Consider for example, a school with only four students, John, Paul, George, and Ringo. Suppose further that this school only offers six different courses from which the students select four to take. The students made their selections, took the courses, and we now have grading information as shown in Table 1. From this table, we see that George and Paul have received the same grades (in different courses) and so their grade-point averages, i.e. their GPA’s, are the same. Furthermore, John’s grades are only slightly better and Ringo’s grades only slightly worse than average. But, it is also clear that the Math class gave lower grades than the Economics course. In fact, there is a linear progression in grade-inflation as one progresses from left to right across the table. Taking this into account, it would seem that John took “harder” courses than Paul (the quotes are to emphasize that a course that gives lower grades is not necessarily more difficult even though we shall use such language throughout this paper), who took harder courses than George, who took harder courses than Ringo. Hence, GPA does not tell the whole story. John did the best in all of his courses, in many cases by a wide margin. Ringo, on the other hand, did the worst in all of his classes, again by a wide margin. It is clear that John is a much better student than Ringo. Better to a degree that is not reflected in their GPA’s.

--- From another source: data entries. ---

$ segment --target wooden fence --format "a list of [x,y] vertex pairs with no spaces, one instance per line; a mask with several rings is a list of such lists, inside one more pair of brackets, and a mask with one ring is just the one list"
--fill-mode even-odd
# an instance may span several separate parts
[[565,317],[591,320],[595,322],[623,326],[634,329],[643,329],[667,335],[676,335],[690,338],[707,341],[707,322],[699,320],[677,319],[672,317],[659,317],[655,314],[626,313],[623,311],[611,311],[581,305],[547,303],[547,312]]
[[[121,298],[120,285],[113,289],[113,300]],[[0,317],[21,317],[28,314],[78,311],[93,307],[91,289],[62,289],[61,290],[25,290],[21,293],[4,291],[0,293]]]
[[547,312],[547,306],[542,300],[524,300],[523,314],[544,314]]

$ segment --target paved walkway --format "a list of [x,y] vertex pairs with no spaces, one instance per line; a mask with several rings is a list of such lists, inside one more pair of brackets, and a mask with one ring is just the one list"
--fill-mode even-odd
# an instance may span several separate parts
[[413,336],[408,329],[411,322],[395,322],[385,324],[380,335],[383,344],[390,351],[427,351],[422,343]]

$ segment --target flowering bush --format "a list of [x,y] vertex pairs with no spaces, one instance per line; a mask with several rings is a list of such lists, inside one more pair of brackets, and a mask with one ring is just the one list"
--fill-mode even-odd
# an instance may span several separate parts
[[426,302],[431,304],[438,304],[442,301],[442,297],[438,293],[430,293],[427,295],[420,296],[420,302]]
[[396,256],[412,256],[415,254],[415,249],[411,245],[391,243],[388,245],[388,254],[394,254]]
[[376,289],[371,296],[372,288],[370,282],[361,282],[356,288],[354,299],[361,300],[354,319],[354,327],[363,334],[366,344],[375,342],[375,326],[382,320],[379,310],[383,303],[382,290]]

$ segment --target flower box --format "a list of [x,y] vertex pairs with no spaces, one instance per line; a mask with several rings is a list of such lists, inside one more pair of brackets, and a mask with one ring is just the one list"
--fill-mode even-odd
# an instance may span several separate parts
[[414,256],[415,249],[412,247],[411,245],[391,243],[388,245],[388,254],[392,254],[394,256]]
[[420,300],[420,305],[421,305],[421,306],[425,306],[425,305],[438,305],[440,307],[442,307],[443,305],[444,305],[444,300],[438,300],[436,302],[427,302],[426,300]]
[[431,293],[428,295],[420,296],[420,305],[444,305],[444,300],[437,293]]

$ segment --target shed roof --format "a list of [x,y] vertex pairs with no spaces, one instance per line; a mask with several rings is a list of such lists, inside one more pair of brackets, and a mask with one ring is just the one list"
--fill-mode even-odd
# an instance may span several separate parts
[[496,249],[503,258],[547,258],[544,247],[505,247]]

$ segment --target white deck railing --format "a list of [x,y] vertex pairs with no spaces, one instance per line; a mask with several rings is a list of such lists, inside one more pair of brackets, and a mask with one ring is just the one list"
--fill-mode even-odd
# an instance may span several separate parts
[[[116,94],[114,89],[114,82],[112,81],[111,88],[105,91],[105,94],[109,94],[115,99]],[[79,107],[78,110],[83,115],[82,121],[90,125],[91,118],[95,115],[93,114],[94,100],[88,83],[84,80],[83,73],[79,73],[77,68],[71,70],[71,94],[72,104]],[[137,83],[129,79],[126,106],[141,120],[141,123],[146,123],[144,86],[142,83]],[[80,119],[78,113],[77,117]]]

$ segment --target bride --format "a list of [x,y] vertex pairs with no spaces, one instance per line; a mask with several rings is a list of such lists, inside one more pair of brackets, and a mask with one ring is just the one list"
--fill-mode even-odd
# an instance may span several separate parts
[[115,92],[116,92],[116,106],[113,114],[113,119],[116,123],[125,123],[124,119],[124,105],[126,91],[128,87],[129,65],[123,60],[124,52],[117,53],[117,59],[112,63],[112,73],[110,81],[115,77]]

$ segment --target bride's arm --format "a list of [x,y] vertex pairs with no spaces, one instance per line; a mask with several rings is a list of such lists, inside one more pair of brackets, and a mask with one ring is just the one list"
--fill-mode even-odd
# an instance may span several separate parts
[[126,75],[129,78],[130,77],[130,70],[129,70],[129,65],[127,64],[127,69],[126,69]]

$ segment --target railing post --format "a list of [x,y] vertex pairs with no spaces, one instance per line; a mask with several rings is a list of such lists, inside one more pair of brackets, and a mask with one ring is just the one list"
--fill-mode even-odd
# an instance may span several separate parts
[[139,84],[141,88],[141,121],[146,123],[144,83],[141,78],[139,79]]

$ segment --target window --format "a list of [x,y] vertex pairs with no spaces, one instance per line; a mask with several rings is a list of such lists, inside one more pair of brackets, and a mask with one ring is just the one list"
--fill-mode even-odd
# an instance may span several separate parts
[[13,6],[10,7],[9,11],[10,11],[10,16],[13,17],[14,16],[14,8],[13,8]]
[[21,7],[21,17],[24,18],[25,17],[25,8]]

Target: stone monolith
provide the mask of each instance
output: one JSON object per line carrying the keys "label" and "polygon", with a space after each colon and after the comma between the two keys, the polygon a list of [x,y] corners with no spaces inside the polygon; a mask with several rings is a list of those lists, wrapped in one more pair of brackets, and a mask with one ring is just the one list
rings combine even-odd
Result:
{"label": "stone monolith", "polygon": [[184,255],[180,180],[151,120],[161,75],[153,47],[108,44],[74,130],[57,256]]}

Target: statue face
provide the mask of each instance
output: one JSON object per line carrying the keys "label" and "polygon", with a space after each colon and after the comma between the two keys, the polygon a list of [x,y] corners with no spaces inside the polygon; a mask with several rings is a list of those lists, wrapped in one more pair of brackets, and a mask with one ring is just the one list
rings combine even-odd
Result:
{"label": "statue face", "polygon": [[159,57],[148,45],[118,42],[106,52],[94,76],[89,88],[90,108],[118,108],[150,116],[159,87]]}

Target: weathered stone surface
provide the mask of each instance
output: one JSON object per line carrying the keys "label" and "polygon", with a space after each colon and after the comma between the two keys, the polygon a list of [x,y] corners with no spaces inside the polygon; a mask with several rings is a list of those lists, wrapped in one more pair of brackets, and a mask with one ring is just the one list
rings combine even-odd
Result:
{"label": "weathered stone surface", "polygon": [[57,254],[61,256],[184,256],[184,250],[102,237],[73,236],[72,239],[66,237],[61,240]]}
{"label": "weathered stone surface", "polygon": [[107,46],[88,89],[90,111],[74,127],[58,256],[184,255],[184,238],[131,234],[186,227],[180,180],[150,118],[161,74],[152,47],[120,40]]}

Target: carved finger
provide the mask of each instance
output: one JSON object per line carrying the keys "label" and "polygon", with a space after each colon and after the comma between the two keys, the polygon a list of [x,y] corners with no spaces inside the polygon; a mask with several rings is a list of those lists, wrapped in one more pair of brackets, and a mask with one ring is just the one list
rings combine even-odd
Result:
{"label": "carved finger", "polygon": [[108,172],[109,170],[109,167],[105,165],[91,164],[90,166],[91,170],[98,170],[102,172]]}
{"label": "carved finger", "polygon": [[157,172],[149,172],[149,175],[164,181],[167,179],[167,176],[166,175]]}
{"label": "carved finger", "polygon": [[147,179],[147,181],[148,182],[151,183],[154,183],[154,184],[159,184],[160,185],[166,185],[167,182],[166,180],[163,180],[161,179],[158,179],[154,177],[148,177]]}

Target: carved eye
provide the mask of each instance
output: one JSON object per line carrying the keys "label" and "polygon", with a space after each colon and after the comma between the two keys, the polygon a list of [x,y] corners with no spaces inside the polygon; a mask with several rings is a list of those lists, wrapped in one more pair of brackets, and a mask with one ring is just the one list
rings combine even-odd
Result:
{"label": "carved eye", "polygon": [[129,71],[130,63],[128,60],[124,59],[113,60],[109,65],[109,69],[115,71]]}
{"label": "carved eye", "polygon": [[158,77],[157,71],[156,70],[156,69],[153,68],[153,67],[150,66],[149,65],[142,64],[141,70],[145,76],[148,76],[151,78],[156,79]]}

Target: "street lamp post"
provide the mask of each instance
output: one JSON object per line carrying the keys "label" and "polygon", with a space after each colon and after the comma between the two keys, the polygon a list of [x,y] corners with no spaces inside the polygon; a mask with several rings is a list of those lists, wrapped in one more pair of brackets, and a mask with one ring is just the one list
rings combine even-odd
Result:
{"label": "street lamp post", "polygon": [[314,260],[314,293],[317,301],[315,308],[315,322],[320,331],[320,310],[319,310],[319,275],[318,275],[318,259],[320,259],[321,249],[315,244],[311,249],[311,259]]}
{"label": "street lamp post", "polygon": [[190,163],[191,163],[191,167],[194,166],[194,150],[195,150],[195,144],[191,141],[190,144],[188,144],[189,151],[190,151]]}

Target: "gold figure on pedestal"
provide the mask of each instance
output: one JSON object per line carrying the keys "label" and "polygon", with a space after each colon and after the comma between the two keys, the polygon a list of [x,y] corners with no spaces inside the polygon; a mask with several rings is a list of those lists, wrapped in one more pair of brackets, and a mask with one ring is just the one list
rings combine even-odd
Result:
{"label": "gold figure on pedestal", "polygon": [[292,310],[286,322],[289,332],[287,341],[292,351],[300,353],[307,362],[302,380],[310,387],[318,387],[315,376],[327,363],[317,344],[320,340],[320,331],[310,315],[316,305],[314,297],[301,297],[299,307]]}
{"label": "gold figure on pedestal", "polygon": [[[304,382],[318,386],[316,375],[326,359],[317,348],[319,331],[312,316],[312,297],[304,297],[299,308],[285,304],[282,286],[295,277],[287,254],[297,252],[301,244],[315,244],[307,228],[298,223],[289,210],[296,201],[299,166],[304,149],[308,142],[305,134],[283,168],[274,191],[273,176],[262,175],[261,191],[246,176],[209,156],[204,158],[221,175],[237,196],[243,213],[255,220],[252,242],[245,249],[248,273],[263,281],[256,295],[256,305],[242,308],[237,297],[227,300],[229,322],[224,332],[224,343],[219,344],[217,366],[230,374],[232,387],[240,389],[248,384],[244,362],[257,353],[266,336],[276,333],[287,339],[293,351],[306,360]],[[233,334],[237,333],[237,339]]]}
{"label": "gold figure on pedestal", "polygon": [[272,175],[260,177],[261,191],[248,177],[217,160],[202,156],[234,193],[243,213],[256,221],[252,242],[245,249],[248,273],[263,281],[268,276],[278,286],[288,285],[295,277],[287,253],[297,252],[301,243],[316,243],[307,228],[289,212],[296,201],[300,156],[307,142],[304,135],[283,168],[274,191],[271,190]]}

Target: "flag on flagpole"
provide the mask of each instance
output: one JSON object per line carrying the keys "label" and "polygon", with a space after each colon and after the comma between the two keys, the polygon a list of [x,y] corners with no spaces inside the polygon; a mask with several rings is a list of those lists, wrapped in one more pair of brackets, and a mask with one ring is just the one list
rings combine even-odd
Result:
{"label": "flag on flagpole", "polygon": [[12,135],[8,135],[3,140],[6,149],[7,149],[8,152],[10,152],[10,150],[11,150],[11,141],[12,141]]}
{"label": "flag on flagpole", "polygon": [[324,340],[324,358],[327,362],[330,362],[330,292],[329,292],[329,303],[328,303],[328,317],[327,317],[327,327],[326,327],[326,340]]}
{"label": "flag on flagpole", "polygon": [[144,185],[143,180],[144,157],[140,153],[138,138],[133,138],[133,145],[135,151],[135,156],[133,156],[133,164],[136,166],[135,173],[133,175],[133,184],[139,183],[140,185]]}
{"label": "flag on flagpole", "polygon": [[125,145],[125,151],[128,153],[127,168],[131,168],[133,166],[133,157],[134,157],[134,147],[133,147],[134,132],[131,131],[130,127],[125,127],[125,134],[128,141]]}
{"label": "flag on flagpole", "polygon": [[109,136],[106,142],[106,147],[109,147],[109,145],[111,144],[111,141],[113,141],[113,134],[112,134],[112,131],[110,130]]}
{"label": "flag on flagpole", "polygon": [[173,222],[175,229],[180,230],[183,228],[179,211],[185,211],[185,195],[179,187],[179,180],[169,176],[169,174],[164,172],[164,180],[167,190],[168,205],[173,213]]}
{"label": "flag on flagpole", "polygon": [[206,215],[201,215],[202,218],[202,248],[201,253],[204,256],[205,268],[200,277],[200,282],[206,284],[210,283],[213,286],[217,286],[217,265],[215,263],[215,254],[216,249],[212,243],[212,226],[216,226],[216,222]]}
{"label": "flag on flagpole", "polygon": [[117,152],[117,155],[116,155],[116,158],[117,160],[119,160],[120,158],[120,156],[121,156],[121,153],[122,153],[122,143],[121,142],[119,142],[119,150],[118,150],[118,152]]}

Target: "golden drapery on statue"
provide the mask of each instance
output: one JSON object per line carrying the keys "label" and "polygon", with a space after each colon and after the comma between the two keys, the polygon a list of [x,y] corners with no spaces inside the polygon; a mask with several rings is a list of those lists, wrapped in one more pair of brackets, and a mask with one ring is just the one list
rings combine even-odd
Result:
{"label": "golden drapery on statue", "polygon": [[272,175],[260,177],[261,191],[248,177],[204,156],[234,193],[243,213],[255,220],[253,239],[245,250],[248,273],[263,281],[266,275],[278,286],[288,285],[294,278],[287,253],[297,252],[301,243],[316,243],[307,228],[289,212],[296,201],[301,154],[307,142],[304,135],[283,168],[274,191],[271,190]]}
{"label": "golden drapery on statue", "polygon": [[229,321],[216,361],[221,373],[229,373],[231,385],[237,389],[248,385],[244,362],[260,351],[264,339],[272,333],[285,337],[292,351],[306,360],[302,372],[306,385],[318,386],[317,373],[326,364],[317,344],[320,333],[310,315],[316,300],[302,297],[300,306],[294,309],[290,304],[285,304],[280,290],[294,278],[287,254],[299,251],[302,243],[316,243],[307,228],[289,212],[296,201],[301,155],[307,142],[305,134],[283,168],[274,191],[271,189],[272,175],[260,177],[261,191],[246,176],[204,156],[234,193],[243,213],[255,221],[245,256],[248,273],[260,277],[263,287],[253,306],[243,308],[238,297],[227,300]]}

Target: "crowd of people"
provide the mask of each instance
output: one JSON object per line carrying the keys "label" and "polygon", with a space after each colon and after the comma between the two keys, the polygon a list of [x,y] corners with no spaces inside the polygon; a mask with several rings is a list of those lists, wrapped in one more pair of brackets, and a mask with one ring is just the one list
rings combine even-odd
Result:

Our aim is to develop a model that can be used to infer automatically the sort of conclusions that we have just drawn for this small example. Of course, one must consider the simplest suggestion of just computing averages within each course. Clearly, in Table 1, the Math course gave grades a full letter grade lower than the Econ course. One could argue that that is all one needs – just correct using average grades within each course. But, one can easily modify the simple example shown in Table 1 to make all the courses have the same average grade and all of the students have the same GPA but for which there is an obvious trend in the true aptitude of the students. Table 2 shows one rather contrived way to do this (using an unbounded list of courses and students).
Finally, the model must be computationally tractable so that it can be run for a school with thousands of students taking dozens of courses (over four years) selected from a catalogue of hundreds of courses.